In the Hypertension Detection and Follow Up Program population, obese patients with hypertension, a known risk factor for CKD, had a fully adjusted risk of CKD 23 % higher than normal-weight hypertensive patients( Reference Kramer, Luke and Bidani 2 ), indicating that the added risk of obesity for CKD in populations with other identified CKD risk factors may be lower than in studies of mixed or apparently healthy community populations. The independent risk of obesity may appear higher in the ‘healthy’ obese populations, not because the absolute risk is any higher, but because the difference in risk between the groups is reduced. In ‘healthy’ populations, the comparator group lacks other contributing risk factors for CKD that are present in the populations with existing CVD and hypertension.

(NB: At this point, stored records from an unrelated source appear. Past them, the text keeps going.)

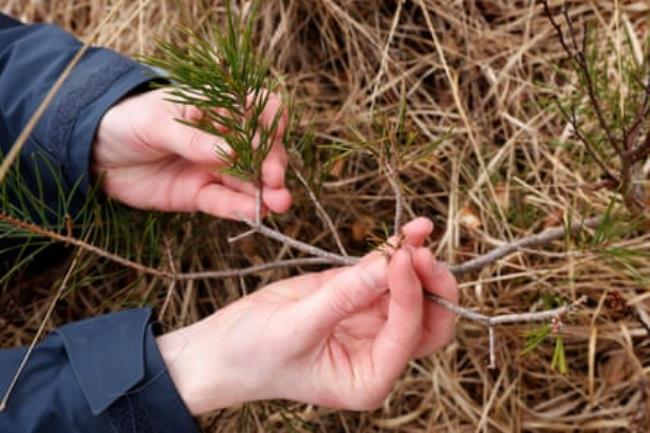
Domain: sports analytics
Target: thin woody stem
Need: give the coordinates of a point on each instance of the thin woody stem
(300, 246)
(394, 184)
(536, 240)
(57, 237)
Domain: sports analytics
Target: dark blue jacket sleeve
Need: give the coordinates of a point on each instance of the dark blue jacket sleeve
(101, 375)
(105, 374)
(56, 157)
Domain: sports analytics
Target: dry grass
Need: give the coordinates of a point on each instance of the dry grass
(498, 175)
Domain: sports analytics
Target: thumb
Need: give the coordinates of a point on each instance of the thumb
(347, 292)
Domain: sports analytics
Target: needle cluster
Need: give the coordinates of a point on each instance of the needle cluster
(219, 72)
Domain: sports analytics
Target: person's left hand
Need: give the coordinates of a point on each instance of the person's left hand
(148, 160)
(338, 338)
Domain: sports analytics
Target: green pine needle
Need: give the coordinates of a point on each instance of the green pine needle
(219, 72)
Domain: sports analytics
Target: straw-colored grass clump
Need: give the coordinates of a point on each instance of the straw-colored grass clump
(504, 165)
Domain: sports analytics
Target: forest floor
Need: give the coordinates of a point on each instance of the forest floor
(489, 161)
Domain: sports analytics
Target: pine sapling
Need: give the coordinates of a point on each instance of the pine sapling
(219, 72)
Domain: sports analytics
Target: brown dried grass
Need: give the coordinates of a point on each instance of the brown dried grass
(497, 176)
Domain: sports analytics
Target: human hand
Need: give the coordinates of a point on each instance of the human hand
(338, 338)
(151, 161)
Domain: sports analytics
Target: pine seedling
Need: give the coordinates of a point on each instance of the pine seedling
(219, 72)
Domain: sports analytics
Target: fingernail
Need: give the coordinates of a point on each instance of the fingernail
(374, 273)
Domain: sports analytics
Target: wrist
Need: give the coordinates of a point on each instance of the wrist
(197, 360)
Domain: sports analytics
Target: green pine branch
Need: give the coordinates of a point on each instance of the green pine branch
(219, 72)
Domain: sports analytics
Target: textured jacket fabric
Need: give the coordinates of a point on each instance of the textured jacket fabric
(103, 374)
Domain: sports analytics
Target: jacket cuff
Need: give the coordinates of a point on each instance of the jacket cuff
(100, 80)
(121, 372)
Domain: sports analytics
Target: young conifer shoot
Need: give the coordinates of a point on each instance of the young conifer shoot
(219, 72)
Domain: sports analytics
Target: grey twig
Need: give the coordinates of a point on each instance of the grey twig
(324, 215)
(543, 238)
(300, 246)
(393, 179)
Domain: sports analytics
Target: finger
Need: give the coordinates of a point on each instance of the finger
(396, 342)
(169, 135)
(274, 167)
(222, 202)
(417, 231)
(438, 322)
(348, 291)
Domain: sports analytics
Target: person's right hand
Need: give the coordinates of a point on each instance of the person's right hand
(338, 338)
(149, 160)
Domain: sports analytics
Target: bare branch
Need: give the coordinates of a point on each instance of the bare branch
(393, 179)
(300, 246)
(57, 237)
(324, 215)
(571, 118)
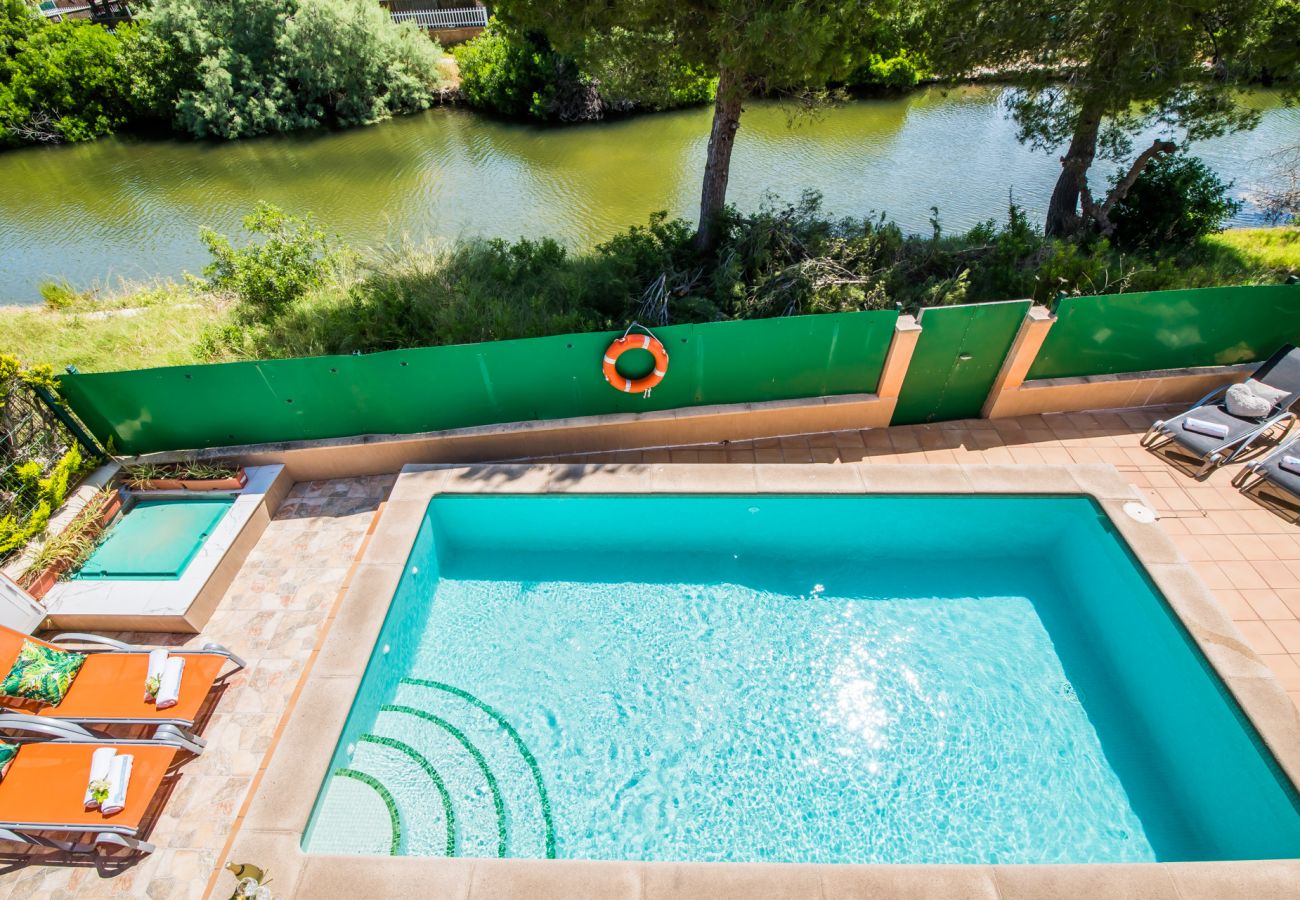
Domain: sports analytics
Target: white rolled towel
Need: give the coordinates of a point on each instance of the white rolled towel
(157, 660)
(118, 780)
(1208, 428)
(169, 691)
(99, 765)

The evidence presented in the current study demonstrates a concomitant relationship between obesity and CKD in a nationally representative, randomly selected sample from the English population. Given the epidemic rise in population obesity rates in the UK( 14 ), it is recommended that obesity be considered as a risk factor for CKD in guidelines for detection of CKD and that future national health service delivery planning considers interventions to prevent and retard the development and progression of CKD.
Acknowledgements
Acknowledgements: HSE 2010 data were made available by the Information Centre for Health and Social Care (copyright 2012, reused with the permission of the UK Data Service). Financial support: This work was supported by a doctoral research fellowship funded by King’s College Hospital NHS Foundation Trust. King’s College Hospital NHS Foundation Trust had no role in the design, analysis or writing of this article. Conflict of interest: None. Authorship: All authors provided substantial contributions to study conception, design and interpretation of data. H.L.M. analysed the data and drafted the initial manuscript. All authors were involved in revising the manuscript critically for important intellectual content and approved the final version to be published. Ethics of human subject participation: Ethical approval to use the HSE data set was not required.